Some viruses cause persistent infections, which can be chronic (continuous release of virions and slow progression of disease) or latent (flare-ups with dormancy/latency). Examples include HIV & Provirus; integrated DNA (chronic) and herpesviruses (latent).

• Herpesviridae

  • Human herpes virus -1 (HSV-1): cold sores

  • HSV-2: genital herpes

  • Varicella-zoster virus (HHV-3): chickenpox and shingles

Oncogenic Viruses

Oncogenic viruses (oncoviruses) can cause cancer by stimulating uncontrolled cell division or reducing cell death signals.

Clinical Aspects of Viruses

Laboratory Propagation

Viruses are propagated in the lab using cell culture, live animal hosts, or embryonated eggs. The plaque assay is used to quantify infectious viral particles (PFU/ml).

- clear zones are the plaques

Diagnostic Methods

Specificity: the test only detects the virus(es) of interest (no false positives)

Sensitivity: the test detects very low levels of the target (no false negetives)

Detection of viruses relies on molecular methods due to their small size.

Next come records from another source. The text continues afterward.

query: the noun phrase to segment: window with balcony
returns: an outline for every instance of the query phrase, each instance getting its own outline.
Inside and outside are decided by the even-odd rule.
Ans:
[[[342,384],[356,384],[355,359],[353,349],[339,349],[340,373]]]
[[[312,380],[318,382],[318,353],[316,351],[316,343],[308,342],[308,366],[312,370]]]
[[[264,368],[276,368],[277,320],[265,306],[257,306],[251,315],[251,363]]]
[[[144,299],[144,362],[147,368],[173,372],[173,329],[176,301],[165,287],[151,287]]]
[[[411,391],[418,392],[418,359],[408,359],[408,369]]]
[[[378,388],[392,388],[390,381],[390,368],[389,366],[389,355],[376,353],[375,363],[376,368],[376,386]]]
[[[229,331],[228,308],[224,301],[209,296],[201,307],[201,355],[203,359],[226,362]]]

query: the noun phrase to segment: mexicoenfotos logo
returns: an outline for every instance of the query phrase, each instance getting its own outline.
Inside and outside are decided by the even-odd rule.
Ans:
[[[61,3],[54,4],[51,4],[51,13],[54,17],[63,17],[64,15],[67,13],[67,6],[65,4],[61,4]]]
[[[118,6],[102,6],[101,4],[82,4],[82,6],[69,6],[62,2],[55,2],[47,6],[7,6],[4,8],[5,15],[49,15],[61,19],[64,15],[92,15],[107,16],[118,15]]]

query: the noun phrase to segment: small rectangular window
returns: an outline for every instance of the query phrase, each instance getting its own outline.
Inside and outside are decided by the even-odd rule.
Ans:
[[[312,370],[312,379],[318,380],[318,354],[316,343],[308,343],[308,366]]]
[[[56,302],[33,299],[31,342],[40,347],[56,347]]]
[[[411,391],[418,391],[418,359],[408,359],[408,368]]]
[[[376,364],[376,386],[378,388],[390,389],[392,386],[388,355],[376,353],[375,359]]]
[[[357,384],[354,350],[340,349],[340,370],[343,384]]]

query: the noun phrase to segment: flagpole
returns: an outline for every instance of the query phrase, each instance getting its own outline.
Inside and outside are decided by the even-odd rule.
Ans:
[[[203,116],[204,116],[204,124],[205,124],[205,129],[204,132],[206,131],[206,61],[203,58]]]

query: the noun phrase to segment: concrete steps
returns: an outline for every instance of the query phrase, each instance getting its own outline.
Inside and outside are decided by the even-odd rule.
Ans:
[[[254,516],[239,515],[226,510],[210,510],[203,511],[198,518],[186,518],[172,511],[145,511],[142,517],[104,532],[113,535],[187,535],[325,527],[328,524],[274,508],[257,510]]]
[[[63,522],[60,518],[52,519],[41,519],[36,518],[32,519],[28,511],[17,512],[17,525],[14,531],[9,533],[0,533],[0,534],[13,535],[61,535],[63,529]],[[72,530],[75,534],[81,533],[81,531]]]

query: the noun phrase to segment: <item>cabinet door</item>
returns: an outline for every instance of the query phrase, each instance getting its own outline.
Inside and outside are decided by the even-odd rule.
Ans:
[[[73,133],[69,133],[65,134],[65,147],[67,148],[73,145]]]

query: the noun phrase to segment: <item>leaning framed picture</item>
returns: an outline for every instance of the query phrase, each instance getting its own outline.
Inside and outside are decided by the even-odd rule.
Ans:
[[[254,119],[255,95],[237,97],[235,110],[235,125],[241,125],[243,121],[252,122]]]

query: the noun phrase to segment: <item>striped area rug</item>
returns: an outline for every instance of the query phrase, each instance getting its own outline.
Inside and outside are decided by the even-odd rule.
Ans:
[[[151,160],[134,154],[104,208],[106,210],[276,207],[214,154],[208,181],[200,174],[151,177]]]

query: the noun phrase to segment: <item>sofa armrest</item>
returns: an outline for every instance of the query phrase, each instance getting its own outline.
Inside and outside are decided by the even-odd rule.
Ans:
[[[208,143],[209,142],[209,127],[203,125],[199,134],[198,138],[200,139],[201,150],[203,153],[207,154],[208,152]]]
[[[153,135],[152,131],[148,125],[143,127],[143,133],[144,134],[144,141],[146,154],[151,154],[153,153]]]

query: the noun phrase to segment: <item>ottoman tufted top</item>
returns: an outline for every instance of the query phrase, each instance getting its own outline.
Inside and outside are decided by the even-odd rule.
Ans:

Key methods include:

• Agglutination Tests: Use antibodies or antigens linked to beads; positive result is agglutination (stick together).

• Enzyme-linked immunosorbent Assay (ELISA): Detects viral proteins or antibodies; color change indicates binding to surface.

• Nucleic Acid Detection: PCR and RT-qPCR (reads amplification RNA to DNA) detect viral genetic material with high sensitivity and specificity. (very good)

  • RT-qPCR results: "cycle threshold" (Ct)- number of cycles for the signal to reach the threshold where it can be seen over background signal

    • high concentration: low Ct number- don't need much amplification to see it

    • Low concentration: high Ct number- need a lot of amplification to see it

Antiviral Drugs

Antiviral drugs target various steps in viral replication but rarely cure infections. Most drugs target viral enzymes and must be selectively toxic. Vaccines are crucial for prevention.

• Attachment/Penetration/Uncoating Inhibitors: Block viral entry (e.g., amantadine, maraviroc).

• Replication Inhibitors: Nucleoside analogs (e.g., acyclovir (DNA), ribavirin (RNA)) block nucleic acid synthesis. Stop polymerase.

• Nucleoside reverse transcriptase inhibitors (NTRIs): target reverse transcriptase enzymes (e.g., Azidothymidine (AZT)).

• Interferons: Naturally occurring. Signal cells to make defensive changes; can be administered therapeutically.

• Release Inhibitors: Oseltamivir and zanamivir prevent influenza virion release.

Prions

Prion Structure and Diseases

Prions are infectious proteins with no genetic material; they do not replicate. They cause transmissible spongiform encephalopathies (TSEs), such as Creutzfeldt-Jakob disease and fatal familial insomnia.

• Gerstmann-Straussler-Schienker Syndrome- fatal familial insomnia inherited.

• Creuzfeldt-Jakob Disease (CJD)- acquired from cows

• Prion-like Disorders: Neurodegenerative diseases (Alzheimer's, Parkinson's, ALS) are associated with misfolded proteins.